In another point worth noting, O’Connor cited to an HHS study showing that the medical community is not unanimous on the value and necessity of performing transition procedures, particularly on minors, undermining the “compelling interest” that the government must show under RFRA to justify substantially burdening health care providers with sincere religious objections to performing such procedures.
Having concluded that the plaintiffs were likely to succeed on the merits of their attack, O’Connor found that they easily satisfied the other requirements for preliminary injunctive relief, noting in particular that an ongoing investigation of the state of Texas’s practices made the potential of harm to the Plaintiffs more than hypothetical, as did the looming requirement for the private Plaintiffs to change the range of services they offer or risk loss of federal funding.
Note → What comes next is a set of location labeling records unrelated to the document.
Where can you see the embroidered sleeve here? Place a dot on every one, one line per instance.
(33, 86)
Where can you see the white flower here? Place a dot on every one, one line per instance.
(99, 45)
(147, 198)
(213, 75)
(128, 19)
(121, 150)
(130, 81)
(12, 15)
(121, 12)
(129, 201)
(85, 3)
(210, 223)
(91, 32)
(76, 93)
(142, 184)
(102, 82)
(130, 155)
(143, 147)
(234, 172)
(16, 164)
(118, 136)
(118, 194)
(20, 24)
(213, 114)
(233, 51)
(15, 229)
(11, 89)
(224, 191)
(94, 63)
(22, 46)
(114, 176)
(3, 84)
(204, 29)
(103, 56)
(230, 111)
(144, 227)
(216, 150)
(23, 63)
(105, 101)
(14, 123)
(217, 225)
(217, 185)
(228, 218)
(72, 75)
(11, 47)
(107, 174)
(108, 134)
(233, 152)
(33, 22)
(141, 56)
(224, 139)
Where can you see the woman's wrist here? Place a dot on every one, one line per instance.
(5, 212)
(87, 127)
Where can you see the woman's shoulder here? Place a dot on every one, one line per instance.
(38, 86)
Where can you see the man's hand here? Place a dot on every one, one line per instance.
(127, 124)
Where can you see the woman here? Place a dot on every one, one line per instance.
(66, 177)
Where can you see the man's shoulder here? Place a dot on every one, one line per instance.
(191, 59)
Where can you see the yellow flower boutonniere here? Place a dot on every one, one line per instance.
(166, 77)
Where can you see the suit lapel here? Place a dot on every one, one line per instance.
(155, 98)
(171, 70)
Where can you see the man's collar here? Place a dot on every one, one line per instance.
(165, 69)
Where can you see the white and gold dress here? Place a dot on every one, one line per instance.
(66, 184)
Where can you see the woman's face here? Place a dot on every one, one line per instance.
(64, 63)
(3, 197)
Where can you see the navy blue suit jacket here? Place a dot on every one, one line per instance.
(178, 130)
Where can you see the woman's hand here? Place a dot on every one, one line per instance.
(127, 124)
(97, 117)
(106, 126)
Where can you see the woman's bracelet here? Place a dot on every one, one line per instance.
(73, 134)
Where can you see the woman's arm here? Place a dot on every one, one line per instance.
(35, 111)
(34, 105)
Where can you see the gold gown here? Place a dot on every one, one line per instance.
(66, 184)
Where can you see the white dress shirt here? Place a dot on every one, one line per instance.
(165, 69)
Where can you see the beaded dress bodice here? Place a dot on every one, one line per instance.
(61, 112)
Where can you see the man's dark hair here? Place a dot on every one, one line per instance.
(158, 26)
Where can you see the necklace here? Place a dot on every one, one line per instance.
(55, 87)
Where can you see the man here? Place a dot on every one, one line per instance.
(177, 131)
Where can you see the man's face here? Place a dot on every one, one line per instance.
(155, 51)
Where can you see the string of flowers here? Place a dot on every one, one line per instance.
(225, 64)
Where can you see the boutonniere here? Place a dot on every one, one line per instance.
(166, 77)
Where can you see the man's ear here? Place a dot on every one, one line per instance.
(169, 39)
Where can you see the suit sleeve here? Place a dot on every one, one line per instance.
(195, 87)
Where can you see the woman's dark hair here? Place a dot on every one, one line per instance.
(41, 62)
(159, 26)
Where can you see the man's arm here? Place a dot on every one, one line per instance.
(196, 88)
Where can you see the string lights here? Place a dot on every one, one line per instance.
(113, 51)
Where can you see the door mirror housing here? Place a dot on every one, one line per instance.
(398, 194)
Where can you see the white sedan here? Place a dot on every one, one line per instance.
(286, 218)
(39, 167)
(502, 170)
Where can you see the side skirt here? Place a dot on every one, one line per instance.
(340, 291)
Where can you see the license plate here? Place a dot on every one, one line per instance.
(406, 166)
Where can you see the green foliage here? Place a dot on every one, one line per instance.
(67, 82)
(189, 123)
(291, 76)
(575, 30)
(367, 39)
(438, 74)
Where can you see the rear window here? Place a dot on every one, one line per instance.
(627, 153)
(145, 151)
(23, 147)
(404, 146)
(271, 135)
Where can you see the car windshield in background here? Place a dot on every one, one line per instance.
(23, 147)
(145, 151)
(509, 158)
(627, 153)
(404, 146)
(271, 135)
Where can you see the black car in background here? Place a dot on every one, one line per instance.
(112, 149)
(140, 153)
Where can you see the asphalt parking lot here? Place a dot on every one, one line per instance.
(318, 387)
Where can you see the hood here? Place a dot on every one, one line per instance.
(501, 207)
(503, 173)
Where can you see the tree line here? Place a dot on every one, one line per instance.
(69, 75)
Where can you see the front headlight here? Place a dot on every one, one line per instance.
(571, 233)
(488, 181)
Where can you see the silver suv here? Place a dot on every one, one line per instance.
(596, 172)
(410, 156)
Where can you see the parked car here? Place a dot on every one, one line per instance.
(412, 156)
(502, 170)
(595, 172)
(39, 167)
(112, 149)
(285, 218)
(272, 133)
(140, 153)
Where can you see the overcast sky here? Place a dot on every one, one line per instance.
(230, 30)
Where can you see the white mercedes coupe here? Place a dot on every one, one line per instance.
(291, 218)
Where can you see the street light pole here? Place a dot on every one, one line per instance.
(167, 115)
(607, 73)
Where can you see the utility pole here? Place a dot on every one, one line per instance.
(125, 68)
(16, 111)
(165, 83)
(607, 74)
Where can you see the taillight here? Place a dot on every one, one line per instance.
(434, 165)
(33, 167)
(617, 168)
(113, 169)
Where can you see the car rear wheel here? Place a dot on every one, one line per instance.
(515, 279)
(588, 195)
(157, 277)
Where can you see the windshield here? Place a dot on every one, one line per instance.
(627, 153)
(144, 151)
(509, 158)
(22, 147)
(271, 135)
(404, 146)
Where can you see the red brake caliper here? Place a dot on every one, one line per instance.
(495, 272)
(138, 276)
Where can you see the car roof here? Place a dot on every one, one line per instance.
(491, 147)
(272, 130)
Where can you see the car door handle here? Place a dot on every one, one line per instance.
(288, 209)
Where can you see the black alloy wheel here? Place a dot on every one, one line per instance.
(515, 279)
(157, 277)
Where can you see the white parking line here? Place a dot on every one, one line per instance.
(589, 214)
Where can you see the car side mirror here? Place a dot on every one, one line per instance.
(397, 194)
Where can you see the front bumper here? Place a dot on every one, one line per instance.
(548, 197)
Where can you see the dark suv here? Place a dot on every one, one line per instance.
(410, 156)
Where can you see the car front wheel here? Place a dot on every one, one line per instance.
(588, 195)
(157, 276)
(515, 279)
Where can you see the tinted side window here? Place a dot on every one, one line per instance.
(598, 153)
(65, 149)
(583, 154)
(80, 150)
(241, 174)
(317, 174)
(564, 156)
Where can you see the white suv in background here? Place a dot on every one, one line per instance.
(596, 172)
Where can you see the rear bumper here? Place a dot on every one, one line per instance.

More significantly, as to the scope of the injunction, he cited authority that “the scope of injunctive relief is dictated by the extent of the violation established, not by the geographical extent of the plaintiff class,” and that “a nationwide injunction is appropriate when a party brings a facial challenge to agency action under the APA.” In this case, he pointed out, “CMDA’s membership extends across the country and the Rule applies broadly to ‘almost all licensed physicians,’” quoting the HHS description published in the Federal Register. “Accordingly, the Rule’s harm is felt by healthcare providers and states across the country, including all of CMDA’s members, and the Court finds a nationwide injunction appropriate.” Noting a severability provision in the Rule, he observed that the injunction only applied to the inclusion of “gender identity” and “termination of pregnancy” under the definition of sex discrimination, and did not bar enforcement of any other part of the Rule. A preliminary injunction stays in effect until the court issues a ruling on the merits, unless it is reversed on appeal. As of December 31, the Obama Administration had barely three weeks left in office, to be succeeded by an administration much less likely to defend the Rule, so while this is merely preliminary relief for the Plaintiffs, it signals a major and probably long-term setback to efforts by transgender people to obtain non-discriminatory health care, including coverage for medically-necessary transition procedures.